Message par obsidienne le Sam 1 Juil - 22:48

Le bouc, image de l’Antéchrist.


Extrait Dossier de l’Art n° 103. Le symbolisme du bestiaire médiéval sculpté.


Animal familier assurant la subsistance de l’homme dans une économie basée sur l’élevage est le bouc (et avec lui la chèvre et le chevreau). Ce caprin est un exemple parmi d’autres d’un animal dont le statut s’est irrémédiablement détérioré entre l’Antiquité et le Moyen âge. Les religions païennes ont consacré le bouc au dieu Pan. Dans l’Ancien testament, il est l’animal expiatoire des Hébreux qui l’envoient dans le désert chargé de tous les péchés ; c’est le bouc émissaire. La typologie, qui met en parallèle les textes vétéro- et néotestamentaires, en fera donc un symbole du Christ rachetant par son sacrifice les péchés des hommes et d’une façon plus générale, le bouc incarnera l’image du pécheur voulant se repentir.

Cependant, l’aspect négatif de l’animal est en germe dans l’Ancien Testament où il incarne les ennemis d’Israël : « C’est (…) contre les boucs que je vais intervenir » (Zacharie 10,3). Mais surtout, son appétit sexuel irrépressible lui donne dès l’Antiquités une mauvaise réputation qui ne cessera de croître jusque dans les temps avancés du Moyen âge, laissant de lui, une image totalement négative. Philon d’Alexandrie (13-20 avant J.C – 50 après J.C) avançait déjà que : « Les boucs et les pigeons sont lascifs dans leurs relations sexuelles où ils montrent une ardeur frénétique ».

Sa mauvaise odeur, ses pieds fourchus et ses cornes en ont fait ensuite dans la pensée chrétienne l’image de Satan. Raban Maur insiste surtout sur le caractère obscène de l’animal incarnant l’appétit charnel. Le théologien du XI e siècle Rupert de Deutz voit en lui une figure de l’Antéchrist. Allant plus loin encore, Saint Bernard (1090-1153) reprenant Matthieu (25,33) fait des boucs le symbole des pécheurs qui au jour du jugement dernier doivent être placés à gauche ; il évoque « Les sens du corps égarés et lascifs par lesquels le péché est entré dans l’âme ».
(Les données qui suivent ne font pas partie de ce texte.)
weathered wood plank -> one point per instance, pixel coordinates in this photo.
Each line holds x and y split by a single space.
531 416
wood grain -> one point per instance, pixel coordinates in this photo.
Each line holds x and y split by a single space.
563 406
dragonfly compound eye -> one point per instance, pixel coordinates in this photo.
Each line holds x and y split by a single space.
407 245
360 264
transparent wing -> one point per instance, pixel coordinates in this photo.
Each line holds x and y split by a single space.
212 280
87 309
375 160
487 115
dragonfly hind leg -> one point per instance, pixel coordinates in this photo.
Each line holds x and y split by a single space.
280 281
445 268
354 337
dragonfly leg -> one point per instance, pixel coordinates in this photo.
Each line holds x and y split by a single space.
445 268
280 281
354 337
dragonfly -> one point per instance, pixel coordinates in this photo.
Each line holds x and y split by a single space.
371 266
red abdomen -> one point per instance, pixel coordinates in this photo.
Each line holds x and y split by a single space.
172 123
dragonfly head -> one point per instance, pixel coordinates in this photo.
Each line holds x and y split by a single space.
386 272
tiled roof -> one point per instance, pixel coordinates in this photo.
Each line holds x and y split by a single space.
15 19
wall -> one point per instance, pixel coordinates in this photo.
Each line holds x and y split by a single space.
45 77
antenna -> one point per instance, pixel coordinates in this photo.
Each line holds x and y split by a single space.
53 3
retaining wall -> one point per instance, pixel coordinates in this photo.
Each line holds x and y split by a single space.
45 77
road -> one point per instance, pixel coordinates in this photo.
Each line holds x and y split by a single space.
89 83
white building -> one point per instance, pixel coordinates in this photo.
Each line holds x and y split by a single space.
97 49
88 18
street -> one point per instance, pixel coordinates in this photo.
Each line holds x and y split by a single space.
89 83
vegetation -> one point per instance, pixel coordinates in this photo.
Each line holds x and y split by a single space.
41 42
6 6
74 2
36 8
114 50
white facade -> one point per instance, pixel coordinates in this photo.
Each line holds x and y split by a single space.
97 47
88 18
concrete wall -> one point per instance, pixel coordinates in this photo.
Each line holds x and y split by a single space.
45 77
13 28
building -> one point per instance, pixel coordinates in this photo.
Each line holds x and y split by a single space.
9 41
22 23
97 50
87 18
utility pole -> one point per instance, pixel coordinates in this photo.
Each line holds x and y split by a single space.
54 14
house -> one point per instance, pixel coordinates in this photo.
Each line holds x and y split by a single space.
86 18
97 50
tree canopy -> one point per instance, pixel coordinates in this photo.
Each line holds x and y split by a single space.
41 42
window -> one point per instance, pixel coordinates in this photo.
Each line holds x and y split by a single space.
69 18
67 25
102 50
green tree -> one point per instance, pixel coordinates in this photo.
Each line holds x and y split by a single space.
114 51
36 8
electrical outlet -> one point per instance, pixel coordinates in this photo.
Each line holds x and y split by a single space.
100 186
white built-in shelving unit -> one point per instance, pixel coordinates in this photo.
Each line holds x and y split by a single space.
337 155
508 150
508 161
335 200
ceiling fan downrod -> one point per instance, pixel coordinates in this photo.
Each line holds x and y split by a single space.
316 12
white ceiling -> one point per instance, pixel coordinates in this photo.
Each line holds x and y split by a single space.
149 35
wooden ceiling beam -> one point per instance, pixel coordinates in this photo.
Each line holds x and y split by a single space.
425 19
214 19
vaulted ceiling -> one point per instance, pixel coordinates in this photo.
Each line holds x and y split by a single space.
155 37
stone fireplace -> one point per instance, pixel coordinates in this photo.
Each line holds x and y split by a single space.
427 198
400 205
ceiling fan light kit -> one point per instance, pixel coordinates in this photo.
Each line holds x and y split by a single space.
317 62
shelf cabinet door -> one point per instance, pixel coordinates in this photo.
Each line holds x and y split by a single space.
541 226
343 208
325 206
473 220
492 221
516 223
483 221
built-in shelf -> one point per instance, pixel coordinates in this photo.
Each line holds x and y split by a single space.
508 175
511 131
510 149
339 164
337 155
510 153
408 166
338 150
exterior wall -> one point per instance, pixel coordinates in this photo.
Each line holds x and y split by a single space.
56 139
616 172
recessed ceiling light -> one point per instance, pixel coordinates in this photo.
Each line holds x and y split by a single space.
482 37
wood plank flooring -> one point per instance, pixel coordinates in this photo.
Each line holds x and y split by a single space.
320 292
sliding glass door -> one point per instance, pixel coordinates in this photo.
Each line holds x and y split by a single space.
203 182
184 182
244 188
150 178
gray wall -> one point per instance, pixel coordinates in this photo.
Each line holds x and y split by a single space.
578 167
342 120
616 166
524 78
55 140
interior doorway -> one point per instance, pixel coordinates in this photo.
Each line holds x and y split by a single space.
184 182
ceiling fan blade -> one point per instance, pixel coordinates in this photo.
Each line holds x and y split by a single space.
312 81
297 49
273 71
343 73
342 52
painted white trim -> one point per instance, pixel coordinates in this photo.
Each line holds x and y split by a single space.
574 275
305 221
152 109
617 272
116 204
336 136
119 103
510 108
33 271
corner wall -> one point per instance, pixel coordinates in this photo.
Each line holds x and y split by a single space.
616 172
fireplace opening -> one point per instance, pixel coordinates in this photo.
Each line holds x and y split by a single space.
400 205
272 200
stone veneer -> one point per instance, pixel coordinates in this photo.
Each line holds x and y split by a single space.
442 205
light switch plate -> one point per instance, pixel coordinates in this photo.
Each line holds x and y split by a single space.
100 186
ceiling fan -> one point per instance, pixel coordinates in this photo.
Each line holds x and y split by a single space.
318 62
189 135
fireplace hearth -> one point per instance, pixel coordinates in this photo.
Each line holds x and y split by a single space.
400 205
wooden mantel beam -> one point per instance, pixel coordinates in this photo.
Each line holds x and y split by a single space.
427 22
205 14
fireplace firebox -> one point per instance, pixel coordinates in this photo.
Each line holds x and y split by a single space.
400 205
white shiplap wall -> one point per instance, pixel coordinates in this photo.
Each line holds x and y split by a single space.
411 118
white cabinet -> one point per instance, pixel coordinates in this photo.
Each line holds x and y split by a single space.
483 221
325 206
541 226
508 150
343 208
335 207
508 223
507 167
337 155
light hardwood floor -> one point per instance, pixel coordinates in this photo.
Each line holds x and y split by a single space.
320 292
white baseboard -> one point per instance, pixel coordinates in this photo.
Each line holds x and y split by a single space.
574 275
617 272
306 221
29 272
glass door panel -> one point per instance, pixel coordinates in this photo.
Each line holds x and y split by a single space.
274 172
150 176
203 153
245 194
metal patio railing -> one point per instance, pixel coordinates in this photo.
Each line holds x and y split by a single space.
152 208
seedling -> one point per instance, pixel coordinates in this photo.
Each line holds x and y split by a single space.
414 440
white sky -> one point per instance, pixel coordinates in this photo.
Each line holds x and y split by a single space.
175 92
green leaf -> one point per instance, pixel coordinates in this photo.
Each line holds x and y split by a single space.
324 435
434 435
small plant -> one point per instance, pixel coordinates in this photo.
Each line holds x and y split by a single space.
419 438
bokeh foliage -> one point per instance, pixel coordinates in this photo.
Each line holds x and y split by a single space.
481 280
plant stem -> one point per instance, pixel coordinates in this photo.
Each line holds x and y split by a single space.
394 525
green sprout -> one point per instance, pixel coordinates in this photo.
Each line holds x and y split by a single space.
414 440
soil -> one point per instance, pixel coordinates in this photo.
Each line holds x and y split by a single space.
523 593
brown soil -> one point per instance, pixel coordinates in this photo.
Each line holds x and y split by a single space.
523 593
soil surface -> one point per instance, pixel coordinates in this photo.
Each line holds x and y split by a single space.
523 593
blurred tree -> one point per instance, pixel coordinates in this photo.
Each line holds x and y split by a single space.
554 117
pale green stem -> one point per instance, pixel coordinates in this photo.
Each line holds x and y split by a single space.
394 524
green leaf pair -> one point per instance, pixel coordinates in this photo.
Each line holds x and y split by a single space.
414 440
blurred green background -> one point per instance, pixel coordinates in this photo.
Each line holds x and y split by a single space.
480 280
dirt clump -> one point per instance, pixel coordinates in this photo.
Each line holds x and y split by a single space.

C’est principalement sur l’aspect lubrique de l’animal qu’insistent aussi les sculpteurs médiévaux. Par exemple, le bouc est figuré comme un mâle dans toute sa puissance pour illustrer le thème de la luxure sur un chapiteau du transept de la cathédrale d’Auxerre ; il est par ailleurs chevauché de façon peu élégante par une jeune femme nue-qui ne laisse planer aucun doute sur le caractère de l’image. Sur le tympan du portail central de la cathédrale de Strasbourg, le bouc se cabre, dévoilant généreusement ses parties sexuelles, il est associé de façon très crue à la pendaison de Judas (relatée dans Matthieu 27,5), ce qui ne laisse non plus aucun doute sur son aspect totalement négatif : le bouc est désormais l’image des pécheurs.




Image : Bouc se cabrant. Cathédrale de Strasbourg (fin du XIIIe siècle). Tympan du portail central.

(La trahison de Judas le conduit à se pendre. La scène est accompagnée d'un bouc symbolisant Satan venant prendre possession de l'âme de celui qui a favorisé l'arrestation de Jésus par les grands prêtres de Jérusalem qui le menèrent ensuite devant Ponce Pilate.)